OMSA continually reports power supply issues

Wayne_Weilnau at Dell.com Wayne_Weilnau at Dell.com
Thu Sep 8 23:05:53 CDT 2011


Chuck,
Sorry to see that you are having so many issues getting updates applied.  I have very limited experience with the update process for nics, so can't really give you any advice.  It is highly unlikely that the nic issues have any relationship to your power supply issues.  I suspect that if you upgrade the power supply firmware, you will see the problem go away.  (Other option would be to swap supplies with the good system to see if the problem follows the power supplies.)

Wayne Weilnau
Systems Management Technologist
Dell | OpenManage Software Development 

Please consider the environment before printing this email.

Confidentiality Notice | This e-mail message, including any attachments, is for the sole use of the intended recipient(s) and may contain confidential or proprietary information. Any unauthorized review, use, disclosure or distribution is prohibited. If you are not the intended recipient, immediately contact the sender by reply e-mail and destroy all copies of the original message.

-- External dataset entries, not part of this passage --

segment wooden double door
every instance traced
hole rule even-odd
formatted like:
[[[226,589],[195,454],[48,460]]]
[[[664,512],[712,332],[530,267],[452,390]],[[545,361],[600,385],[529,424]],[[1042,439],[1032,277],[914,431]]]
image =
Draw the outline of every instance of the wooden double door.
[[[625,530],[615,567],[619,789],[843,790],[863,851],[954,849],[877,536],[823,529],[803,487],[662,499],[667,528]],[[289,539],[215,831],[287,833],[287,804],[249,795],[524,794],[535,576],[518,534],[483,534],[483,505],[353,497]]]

-----Original Message-----
From: linux-poweredge-bounces-Lists On Behalf Of Chuck Anderson
Sent: Thursday, September 08, 2011 6:52 PM
To: linux-poweredge-Lists
Subject: Re: OMSA continually reports power supply issues

On Tue, Sep 06, 2011 at 11:41:42PM -0500, Wayne_Weilnau at Dell.com wrote:
> Chuck,
> The messages for event ID 1151 have a status of unknown.  My guess (without getting somebody to look at code) is that this indicates that the OMSA agent is unable to retrieve readings from the iDrac/BMC or the iDrac/BMC is unable to retrieve the reading from the power supplies.  The fact that the recovery messages come within a few minutes of the failure messages but the failure messages can be hours apart leads me to further suspect that there is a firmware bug most likely in the power supplies.  A few questions:
> 
> 1.  Are you seeing any other monitoring errors?

I'm having a bunch of issues on this one server.  OMSA's SNMP daemon
keeps crashing, and I'm also experiencing SSH freezes.  The 10GB NIC
was showing weird errors until I finally ended up removing it after
attempting to update its firmware.

> 2.  If you look at the hardware log (SEL) via OMSA or iDrac, do you see any of these power supply events?

No events.

> 3.  If you swap power supplies with your good system, does the problem follow the power supply?

Haven't tried this yet.

> 4.  Do your working supplies have the same version of firmware?

No, they have 08.12.00.  The failing ones have 08.05.00.

> 5.  If it is possible the connect the problem system to 110V, do you still see issues?

Haven't tried this yet.

> 6.  What is the FRU data for the power supplies (manufacturer and model) on the failing system?  What about the good system?  (We may have multiple suppliers and the issue could be specific to the supplier or firmware version.)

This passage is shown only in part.